Open allright opened 5 years ago
I have just profiled whats happening on the "stall moment"
You can open perf-kernel.svg in any Browser to look performance Graph Perf.zip
Too much objects release in the same moment blocks Event Loop. Can we fix it? Workarounds:
Is it possible to schedule 50% of event loop time to handle all events except releasing objects, and 50% for other tasks? May be we need something like Managed GarbageCollector (or " smooth release objects manager" may be thing like DisposeBag in RxSwift ? )
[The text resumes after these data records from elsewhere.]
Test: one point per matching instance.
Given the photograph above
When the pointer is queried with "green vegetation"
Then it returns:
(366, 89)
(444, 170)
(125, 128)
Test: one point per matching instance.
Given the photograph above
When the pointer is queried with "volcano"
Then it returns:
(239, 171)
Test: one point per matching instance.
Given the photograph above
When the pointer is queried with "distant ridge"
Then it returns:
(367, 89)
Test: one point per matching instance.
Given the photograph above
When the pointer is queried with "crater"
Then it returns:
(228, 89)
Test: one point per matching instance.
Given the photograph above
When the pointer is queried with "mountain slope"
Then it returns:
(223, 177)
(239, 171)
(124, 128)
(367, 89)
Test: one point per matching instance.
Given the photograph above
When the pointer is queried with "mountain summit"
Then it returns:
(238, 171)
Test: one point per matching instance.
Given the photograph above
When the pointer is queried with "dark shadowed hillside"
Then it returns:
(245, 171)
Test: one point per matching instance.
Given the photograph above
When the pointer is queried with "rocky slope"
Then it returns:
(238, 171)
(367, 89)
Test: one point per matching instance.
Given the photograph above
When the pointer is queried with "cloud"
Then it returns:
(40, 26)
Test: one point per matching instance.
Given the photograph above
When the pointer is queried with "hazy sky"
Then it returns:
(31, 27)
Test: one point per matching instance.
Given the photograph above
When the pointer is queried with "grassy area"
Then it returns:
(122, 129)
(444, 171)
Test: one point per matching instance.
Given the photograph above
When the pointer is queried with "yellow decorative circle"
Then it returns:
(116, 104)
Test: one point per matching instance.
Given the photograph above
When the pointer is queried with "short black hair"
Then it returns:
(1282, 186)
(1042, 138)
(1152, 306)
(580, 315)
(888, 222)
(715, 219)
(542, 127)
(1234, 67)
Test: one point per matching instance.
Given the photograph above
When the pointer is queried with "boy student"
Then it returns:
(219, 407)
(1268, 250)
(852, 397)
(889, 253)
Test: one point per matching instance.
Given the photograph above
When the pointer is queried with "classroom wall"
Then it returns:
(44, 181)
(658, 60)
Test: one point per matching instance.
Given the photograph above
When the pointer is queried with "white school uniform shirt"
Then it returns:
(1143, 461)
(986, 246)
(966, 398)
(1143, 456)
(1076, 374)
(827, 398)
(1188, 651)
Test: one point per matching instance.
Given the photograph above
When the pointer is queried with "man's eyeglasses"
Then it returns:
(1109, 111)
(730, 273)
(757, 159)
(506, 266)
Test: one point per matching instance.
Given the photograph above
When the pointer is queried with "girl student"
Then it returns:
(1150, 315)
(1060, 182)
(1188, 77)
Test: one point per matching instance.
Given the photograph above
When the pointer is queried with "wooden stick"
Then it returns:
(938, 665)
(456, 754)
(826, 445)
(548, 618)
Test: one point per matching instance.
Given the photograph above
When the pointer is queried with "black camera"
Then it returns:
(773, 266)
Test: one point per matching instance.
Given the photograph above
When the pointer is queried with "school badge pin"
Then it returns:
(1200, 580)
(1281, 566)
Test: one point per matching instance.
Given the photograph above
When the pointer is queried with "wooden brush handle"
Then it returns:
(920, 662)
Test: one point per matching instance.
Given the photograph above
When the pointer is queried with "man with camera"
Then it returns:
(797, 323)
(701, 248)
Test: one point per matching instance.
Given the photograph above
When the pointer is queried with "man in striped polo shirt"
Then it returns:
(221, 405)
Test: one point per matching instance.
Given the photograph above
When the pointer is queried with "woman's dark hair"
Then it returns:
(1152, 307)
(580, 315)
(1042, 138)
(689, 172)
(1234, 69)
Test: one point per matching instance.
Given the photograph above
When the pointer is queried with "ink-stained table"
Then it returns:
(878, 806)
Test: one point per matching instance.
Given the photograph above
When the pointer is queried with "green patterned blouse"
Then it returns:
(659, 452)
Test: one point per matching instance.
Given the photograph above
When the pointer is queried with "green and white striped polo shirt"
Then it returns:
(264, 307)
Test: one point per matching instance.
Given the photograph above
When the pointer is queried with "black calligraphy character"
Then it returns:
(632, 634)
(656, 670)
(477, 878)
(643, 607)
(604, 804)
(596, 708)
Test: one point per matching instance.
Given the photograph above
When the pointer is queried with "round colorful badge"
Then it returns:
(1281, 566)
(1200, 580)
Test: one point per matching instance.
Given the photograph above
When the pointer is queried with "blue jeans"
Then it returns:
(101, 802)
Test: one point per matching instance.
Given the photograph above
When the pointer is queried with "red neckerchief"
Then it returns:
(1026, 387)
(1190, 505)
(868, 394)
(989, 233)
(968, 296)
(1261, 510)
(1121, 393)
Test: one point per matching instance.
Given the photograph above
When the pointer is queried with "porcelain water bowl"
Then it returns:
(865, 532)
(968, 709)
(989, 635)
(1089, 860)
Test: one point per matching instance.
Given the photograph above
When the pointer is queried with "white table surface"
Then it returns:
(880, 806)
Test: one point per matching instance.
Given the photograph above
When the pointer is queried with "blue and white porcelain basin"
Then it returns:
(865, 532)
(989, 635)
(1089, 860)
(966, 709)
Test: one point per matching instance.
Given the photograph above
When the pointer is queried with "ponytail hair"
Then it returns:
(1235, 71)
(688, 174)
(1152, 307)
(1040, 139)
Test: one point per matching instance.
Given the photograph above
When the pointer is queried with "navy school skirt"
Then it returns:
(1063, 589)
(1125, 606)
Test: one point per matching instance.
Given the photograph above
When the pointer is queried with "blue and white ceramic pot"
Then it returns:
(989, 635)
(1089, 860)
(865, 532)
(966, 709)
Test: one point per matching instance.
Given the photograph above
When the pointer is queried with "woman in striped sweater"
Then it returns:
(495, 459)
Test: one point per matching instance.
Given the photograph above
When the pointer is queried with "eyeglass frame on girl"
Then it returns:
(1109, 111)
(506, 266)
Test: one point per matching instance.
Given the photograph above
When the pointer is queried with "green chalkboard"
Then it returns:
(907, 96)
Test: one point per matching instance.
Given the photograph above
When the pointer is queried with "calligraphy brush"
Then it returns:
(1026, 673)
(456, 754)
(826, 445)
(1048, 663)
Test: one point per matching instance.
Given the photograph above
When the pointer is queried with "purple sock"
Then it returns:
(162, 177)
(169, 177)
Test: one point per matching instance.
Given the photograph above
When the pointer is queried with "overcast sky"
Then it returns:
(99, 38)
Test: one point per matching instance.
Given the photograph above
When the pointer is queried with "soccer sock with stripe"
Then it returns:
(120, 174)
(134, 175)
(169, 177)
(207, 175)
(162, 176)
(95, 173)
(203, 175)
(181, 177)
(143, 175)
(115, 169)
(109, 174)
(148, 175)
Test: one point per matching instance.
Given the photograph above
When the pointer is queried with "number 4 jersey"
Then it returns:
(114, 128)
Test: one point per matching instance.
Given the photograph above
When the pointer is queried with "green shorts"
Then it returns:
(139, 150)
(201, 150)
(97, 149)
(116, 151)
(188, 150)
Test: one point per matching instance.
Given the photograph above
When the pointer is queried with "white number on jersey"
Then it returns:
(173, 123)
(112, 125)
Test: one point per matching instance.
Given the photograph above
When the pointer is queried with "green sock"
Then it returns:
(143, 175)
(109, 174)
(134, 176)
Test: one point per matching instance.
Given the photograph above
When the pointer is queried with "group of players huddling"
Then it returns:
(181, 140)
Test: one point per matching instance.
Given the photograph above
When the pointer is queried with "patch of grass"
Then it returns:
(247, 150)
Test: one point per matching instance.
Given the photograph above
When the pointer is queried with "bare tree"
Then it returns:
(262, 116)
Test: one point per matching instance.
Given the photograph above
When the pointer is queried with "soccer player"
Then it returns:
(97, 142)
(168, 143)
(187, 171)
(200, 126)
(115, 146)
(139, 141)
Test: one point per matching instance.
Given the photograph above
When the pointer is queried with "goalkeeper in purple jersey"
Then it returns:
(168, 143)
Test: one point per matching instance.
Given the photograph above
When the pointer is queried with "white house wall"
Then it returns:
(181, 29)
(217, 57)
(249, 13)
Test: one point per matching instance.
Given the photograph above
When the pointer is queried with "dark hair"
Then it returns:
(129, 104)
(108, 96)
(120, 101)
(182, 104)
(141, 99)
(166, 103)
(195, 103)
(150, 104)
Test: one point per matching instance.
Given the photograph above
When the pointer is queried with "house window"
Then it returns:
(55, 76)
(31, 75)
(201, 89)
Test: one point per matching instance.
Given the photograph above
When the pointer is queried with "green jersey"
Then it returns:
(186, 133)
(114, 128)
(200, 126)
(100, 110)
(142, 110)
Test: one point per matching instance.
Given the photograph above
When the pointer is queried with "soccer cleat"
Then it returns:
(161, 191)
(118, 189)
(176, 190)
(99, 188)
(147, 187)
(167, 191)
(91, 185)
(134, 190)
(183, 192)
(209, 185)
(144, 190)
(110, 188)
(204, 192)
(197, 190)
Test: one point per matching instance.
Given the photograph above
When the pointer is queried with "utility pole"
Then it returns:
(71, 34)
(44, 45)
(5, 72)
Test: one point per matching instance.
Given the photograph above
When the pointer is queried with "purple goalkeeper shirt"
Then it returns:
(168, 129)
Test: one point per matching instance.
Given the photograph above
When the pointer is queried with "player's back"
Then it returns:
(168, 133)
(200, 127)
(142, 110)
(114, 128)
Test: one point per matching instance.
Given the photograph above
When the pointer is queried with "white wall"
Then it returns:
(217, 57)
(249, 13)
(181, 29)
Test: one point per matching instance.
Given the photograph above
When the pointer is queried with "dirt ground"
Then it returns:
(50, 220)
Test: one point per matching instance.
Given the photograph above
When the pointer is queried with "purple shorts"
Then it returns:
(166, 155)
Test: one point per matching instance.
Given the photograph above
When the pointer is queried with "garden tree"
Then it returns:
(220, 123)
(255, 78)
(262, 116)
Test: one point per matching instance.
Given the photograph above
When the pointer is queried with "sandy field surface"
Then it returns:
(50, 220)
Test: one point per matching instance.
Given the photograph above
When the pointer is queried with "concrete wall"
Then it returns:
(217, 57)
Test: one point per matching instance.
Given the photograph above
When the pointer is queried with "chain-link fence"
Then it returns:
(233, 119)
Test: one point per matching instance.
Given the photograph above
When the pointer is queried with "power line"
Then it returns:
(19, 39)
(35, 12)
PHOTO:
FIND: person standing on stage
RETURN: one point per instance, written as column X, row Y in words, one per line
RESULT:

Tools used for perf monitoring: http://www.brendangregg.com/perf.html http://www.brendangregg.com/perf.html#TimedProfiling
ouch, thanks @allright , we'll look into that
One more possible design - is provide the FAST custom allocator/deallocator (like in std C++) for promises. Which really have preallocated memory & not really calls malloc/free every time object deallocated or calls it one time for big group of objects. So my idea is group allocations/deallocations 1 alloc for 1000 promises, or 1 alloc/dealloc per second. So we can attach this custom allocator/deallocator to each EventLoop.
Another possible design - is object reuse pool. Really, it can preallocate many needed objects at the app start & deallocate it only on app stop. Or manage it automatically. Real server application usually tuned on the place for maximum possible connections/speed - so we do not need real retain/dealloc during app life (just only on start/stop).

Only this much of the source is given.